Ouvertement néofasciste, le parti créé en 1997 par Roberto Fiore et Massimo Morsello a vu son site internet être fermé par la justice italienne la semaine dernière.
En effet, après que des heurts sont survenus la semaine passée lors d’une manifestation contre le green pass, au cours de laquelle des militants de Forza Nuova sont entrés illégalement dans les bureaux de la Confédération Générale Italienne du Travail et les ont saccagés, une autre limite fut franchie, cette fois-ci en ligne. Quatre militants du parti sont visés par une enquête pour « incitation à la délinquance aggravée par l’utilisation d’outils informatiques » ; ils sont suspectés d’avoir publié sur le site de Forza Nuova d’inquiétants messages d’incitation à la lutte et à l’affrontement.
Une énième polémique qui questionne l’existence même du parti
Un parti antidémocratique se revendiquant comme tel peut-il être admis en démocratie ? Karl Popper aurait répondu, certainement, par la négative : en postulant le paradoxe de la tolérance, le philosophe autrichien réfute l’idée selon laquelle il faudrait, par idéologie démocratique, accepter que soient défendues politiquement toutes les idées, même les plus extrêmes. Si la liberté de penser est naturellement absolue, celle de traduire une pensée en action politique doit être restreinte à des idées ne mettant pas en danger la démocratie. Et ce, afin de défendre un système politique basé sur la tolérance et la recherche du bien commun par la participation de tous les citoyens au débat. De ce fait, l’autorisation d’un parti autodéclaré néofasciste pose question. Les différentes forces politiques du pays en débattent de plus en plus sérieusement depuis les récentes démonstrations de violence de la part de militants affiliés à Forza Nuova. Enrico Letta, premier secrétaire du Parti Démocrate (parti de centre-gauche dont le candidat R. Gualtieri est le nouveau maire de Rome), a appelé M. Draghi à agir fermement en prononçant la dissolution du mouvement. Cet appel est, selon M. Letta, apartisan et ne doit être perçu comme la recherche d’un quelconque intérêt politique.

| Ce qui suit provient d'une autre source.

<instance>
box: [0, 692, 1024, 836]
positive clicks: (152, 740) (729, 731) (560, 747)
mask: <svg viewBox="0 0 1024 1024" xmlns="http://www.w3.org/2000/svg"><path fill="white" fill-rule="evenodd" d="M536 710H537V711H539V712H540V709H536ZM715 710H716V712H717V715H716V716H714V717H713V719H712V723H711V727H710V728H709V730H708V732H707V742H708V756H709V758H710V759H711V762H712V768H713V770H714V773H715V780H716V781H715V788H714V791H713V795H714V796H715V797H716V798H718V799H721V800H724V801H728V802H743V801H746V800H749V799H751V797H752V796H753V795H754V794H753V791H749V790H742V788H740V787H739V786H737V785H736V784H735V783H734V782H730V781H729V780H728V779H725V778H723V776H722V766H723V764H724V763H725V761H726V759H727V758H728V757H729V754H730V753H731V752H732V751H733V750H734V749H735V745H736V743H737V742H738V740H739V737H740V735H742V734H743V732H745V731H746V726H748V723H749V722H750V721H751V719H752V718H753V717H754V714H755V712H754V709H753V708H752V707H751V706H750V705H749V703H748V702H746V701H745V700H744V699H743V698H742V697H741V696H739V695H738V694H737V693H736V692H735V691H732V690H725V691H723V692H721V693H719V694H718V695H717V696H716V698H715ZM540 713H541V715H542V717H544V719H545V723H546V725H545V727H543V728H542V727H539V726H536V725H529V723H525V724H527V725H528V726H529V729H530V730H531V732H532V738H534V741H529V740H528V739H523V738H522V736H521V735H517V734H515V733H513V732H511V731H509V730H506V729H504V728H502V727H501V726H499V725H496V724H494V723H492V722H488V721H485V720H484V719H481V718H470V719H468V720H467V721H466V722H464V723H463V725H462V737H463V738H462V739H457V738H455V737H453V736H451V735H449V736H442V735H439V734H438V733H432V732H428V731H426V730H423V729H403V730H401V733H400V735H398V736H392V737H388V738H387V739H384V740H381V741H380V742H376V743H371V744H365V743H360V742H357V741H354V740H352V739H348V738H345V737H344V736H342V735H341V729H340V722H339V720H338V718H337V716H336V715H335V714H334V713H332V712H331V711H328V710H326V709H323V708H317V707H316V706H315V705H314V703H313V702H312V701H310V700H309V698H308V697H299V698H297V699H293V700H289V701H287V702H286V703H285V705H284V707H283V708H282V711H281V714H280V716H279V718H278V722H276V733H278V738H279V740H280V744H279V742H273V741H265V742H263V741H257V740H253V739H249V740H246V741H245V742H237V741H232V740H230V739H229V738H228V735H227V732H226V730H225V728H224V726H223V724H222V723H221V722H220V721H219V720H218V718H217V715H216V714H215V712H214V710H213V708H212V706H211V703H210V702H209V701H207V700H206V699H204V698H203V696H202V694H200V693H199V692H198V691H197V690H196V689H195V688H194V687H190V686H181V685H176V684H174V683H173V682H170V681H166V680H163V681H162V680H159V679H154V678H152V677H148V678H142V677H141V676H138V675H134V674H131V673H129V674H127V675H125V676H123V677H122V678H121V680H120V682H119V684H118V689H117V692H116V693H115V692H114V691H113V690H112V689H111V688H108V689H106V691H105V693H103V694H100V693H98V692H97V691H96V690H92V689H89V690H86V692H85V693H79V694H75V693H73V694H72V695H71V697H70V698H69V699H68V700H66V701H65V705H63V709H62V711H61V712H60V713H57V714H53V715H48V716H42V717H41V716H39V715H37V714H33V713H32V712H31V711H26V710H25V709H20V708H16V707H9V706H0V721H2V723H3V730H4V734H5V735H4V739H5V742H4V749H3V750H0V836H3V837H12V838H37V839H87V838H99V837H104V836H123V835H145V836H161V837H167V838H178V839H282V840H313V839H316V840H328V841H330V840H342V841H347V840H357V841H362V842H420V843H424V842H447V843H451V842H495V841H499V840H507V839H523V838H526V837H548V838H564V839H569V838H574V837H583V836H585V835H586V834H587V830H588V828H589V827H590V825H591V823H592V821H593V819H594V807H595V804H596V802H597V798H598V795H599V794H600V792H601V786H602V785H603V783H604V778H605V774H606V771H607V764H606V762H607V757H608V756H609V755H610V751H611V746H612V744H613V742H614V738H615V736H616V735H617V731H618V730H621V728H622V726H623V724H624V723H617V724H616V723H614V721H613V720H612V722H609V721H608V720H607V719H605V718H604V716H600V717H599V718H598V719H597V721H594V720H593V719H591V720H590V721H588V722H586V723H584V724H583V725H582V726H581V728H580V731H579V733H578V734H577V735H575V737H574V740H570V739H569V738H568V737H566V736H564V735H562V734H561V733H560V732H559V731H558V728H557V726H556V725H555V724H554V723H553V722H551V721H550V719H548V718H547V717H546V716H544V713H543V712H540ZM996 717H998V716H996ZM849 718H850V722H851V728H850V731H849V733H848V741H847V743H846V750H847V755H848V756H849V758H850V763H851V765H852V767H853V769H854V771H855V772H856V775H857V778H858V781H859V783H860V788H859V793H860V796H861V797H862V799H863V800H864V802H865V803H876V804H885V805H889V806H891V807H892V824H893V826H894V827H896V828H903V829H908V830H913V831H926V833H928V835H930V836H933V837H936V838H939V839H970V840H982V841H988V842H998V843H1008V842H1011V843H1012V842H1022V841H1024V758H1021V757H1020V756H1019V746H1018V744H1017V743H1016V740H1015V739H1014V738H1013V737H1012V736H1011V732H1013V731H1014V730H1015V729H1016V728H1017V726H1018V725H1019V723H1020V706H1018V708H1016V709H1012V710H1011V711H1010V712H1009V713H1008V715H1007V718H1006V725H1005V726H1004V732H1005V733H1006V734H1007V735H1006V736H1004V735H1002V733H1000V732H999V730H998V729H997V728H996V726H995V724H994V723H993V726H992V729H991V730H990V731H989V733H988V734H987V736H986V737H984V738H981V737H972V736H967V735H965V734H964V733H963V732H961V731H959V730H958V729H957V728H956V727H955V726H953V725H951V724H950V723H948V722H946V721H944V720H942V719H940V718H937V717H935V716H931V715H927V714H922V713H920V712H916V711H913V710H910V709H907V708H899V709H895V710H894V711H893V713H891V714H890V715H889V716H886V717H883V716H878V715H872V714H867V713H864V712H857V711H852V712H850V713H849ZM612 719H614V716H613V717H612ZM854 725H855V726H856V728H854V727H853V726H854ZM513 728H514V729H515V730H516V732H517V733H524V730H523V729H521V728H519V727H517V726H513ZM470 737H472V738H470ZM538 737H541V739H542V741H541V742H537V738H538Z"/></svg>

Une décrédibilisation du mouvement anti-green pass ?
Des voix se sont élevées, qui reprochent au Gouvernement un laxisme volontaire à l’encontre du parti néofasciste et des violences entachant les manifestations hebdomadaires en opposition au passe sanitaire. En effet, certains organisateurs regrettent que ces violences ne soient pas suffisamment combattues afin qu’elles puissent être assimilées au mouvement anti-passe tout entier. Ils déplorent que le Gouvernement entretienne, selon eux, la confusion entre une lutte acceptable et non condamnable, et les actes inacceptables et à réprimer de quelques fascistes, dans le but de décrédibiliser l’opposition au passe sanitaire aux yeux de la population. D’après eux, ce procédé permettrait au Gouvernement d’éviter de répondre aux arguments des anti-passe qui n’ont rien à se reprocher, en utilisant la stratégie du reductio ad hitlerum.
Quoi qu’on pense de ces différents points de débat, la situation est tendue et ne devrait pas se décanter rapidement au vu de l’agitation causée par l’application depuis le vendredi 15 octobre du pass sanitaire au travail.